Disputa por construções abandonadas por arrozeiros na reserva acirra as divergências entre grupos de indígenas em RR. Representantes do CIR e da Sodiur dizem que diferenças entre as entidades devem aumentar após a retirada completa dos não índios
No último dia do prazo legal para a saída dos não índios da reserva Raposa/Serra do Sol, indígenas de entidades rivais já discutiam nesta quinta (30/04) a "herança" de quem deixou a área. Construções abandonadas na vila Surumu (porta de entrada da terra indígena) estão sendo ocupadas por índios da Sodiur (Sociedade de Defesa dos Índios Unidos do Norte de Roraima), que apoiou a permanência dos arrozeiros.
O problema é que, para lideranças do CIR (Conselho Indígena de Roraima), organização a favor da saída dos não índios, as chaves dos imóveis deveriam ser dadas à Funai (Fundação Nacional do Índio), que depois decidiria o que fazer com eles. "Estamos fazendo isso porque eles [CIR] querem abarcar tudo", disse o índio macuxi Edinilson Albuquerque, da Sodiur.
Cristóvão Galvão, um dos líderes do CIR na região, disse que fará apenas o que mandar a Justiça. Para ele, "esse discurso de derramamento de sangue" é exclusivo dos que foram derrotados pela decisão do STF (Supremo Tribunal Federal) de manter a demarcação contínua da reserva, que ocupa 7% do Estado (1,7 milhão de hectares). Ambos disseram que as diferenças entre as entidades devem aumentar após a retirada completa dos não índios.
Terra arrasada
Outra disputa deve envolver a ocupação das ao menos oito fazendas de arroz, propícias para plantações e criação de animais. Nas propriedades, não restou muito para ser usado. Os arrozeiros as tornaram "terra arrasada" antes de sair.

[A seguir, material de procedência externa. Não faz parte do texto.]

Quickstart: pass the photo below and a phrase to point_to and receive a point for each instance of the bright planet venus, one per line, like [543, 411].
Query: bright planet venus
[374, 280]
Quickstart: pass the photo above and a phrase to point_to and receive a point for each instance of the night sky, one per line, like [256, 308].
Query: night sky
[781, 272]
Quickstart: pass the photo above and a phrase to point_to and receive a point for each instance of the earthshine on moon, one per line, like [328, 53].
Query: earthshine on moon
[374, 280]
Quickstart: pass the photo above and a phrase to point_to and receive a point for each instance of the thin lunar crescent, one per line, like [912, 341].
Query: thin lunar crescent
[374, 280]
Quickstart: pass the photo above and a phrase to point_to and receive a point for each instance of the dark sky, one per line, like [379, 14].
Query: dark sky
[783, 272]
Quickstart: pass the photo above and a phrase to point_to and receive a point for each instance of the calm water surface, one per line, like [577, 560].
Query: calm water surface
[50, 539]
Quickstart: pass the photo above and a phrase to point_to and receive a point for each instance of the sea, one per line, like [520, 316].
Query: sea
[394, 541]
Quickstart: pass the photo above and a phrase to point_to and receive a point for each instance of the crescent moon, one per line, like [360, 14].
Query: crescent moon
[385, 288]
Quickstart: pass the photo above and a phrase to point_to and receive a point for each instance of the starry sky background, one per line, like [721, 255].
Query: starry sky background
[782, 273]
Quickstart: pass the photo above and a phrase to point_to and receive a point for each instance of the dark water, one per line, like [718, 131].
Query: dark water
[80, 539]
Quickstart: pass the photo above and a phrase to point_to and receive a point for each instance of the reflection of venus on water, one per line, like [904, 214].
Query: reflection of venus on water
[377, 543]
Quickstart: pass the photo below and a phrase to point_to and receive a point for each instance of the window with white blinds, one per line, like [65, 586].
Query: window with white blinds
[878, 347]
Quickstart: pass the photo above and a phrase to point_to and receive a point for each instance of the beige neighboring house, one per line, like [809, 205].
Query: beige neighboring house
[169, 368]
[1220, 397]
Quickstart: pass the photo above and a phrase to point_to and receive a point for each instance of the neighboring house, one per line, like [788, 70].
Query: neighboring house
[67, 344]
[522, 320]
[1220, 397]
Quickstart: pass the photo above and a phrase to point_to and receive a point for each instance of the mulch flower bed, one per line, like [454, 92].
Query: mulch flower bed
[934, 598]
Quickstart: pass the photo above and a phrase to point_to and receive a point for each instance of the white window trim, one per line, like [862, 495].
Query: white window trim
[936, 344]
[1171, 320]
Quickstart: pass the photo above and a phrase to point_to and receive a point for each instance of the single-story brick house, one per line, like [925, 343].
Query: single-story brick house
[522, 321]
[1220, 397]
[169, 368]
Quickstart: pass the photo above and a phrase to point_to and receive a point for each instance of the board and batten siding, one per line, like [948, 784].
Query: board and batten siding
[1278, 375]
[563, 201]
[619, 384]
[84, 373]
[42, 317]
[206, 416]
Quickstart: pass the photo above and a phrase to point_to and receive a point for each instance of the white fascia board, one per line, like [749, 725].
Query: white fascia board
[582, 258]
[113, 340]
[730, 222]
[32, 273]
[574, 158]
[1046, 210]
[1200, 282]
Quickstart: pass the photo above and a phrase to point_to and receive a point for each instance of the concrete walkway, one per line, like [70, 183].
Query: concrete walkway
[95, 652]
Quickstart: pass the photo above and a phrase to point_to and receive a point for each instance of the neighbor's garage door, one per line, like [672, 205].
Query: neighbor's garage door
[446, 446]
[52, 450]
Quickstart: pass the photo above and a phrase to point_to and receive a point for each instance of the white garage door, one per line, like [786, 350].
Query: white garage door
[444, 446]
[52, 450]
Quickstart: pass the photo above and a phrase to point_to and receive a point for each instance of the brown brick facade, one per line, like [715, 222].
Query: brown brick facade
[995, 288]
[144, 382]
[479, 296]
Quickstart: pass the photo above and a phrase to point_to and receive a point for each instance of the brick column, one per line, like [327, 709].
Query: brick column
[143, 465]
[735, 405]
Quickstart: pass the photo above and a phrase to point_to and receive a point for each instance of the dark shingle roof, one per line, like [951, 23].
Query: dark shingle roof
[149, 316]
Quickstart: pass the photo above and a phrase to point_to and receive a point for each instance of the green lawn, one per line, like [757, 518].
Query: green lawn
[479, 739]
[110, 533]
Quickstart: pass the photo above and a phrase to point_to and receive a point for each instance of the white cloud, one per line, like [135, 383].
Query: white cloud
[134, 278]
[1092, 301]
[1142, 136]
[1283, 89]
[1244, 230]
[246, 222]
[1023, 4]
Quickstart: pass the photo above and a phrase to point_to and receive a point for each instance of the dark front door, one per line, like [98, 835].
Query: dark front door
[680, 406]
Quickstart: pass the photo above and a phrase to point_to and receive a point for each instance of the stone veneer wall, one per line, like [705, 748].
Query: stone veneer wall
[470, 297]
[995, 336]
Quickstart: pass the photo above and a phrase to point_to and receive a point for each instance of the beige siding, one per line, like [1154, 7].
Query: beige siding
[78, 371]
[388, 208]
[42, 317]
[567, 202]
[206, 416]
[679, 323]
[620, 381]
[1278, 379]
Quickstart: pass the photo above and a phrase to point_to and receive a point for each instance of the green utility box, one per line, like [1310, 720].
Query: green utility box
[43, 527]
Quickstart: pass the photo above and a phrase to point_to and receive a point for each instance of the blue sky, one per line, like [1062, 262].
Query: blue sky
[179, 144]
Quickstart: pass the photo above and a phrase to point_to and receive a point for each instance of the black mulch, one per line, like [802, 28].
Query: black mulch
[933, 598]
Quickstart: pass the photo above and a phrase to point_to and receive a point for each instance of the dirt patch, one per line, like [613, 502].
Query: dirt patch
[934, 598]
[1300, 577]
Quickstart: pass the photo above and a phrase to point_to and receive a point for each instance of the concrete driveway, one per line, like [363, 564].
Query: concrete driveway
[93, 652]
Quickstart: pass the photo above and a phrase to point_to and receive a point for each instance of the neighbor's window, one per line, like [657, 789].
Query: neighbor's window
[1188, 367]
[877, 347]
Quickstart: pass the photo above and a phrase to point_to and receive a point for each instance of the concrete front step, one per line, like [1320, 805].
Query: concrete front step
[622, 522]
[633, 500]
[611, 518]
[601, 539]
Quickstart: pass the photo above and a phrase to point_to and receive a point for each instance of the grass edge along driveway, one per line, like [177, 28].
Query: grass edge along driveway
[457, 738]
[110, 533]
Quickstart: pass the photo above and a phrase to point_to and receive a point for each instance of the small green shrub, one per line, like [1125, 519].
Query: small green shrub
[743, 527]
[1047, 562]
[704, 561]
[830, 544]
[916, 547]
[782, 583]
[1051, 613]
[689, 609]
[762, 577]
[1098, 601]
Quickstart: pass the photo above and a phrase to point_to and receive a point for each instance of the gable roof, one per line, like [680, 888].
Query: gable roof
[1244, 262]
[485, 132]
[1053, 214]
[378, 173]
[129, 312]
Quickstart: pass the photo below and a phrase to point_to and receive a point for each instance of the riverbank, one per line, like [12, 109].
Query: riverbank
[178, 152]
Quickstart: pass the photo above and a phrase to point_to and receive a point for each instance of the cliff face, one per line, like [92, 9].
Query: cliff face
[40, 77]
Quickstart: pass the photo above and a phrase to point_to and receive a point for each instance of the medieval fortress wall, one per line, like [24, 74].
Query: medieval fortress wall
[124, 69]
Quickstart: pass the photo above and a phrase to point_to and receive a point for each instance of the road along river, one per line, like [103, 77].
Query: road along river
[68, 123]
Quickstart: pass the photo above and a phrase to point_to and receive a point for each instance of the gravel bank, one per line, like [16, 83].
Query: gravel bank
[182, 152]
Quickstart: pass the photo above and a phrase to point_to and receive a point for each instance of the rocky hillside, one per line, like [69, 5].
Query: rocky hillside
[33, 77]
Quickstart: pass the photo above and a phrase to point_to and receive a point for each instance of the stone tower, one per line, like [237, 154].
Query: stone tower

Paulo César Quartiero, líder dos produtores, tirou quase tudo de sua fazenda. Depois, usou máquinas para derrubar até as construções de alvenaria.
Ontem, o tráfego de caminhões que saíam das propriedades era intenso. Tentavam levar tudo o que podiam até a 0h de hoje, quando vencia o prazo para a saída voluntária. Os poucos expulsos que ainda restavam na vila ontem esperavam os caminhões cedidos pelo governo estadual para levar os bens. Segundo afirmaram, eles somavam menos de dez famílias. As que não conseguirem sair no prazo não devem resistir à retirada. Mas há outras no interior da reserva, que podem insistir em ficar.
Já os índios não demonstravam estar na reta final de um conflito que, dizem eles, durou 38 anos e lhes custou 22 vidas. Na escola e nas casas, não havia sinais de festa. A tranquilidade na vila só foi quebrada pela chegada do presidente do TRF (Tribunal Regional Federal) da 1ª Região, Jirair Meguerian, e de um ônibus com 50 agentes da FNS (Força Nacional de Segurança).
A FNS, junto à Polícia Federal e à Funai, começaria a operação de retirada de quem insistir em ficar na área a partir da madrugada de hoje. A ação pode durar até um mês e será realizada por mais de 500 funcionários federais. Meguerian pediu aos índios que não tentem expulsar aqueles que não saírem após o final do prazo. A ordem é para que apenas a PF faça isso.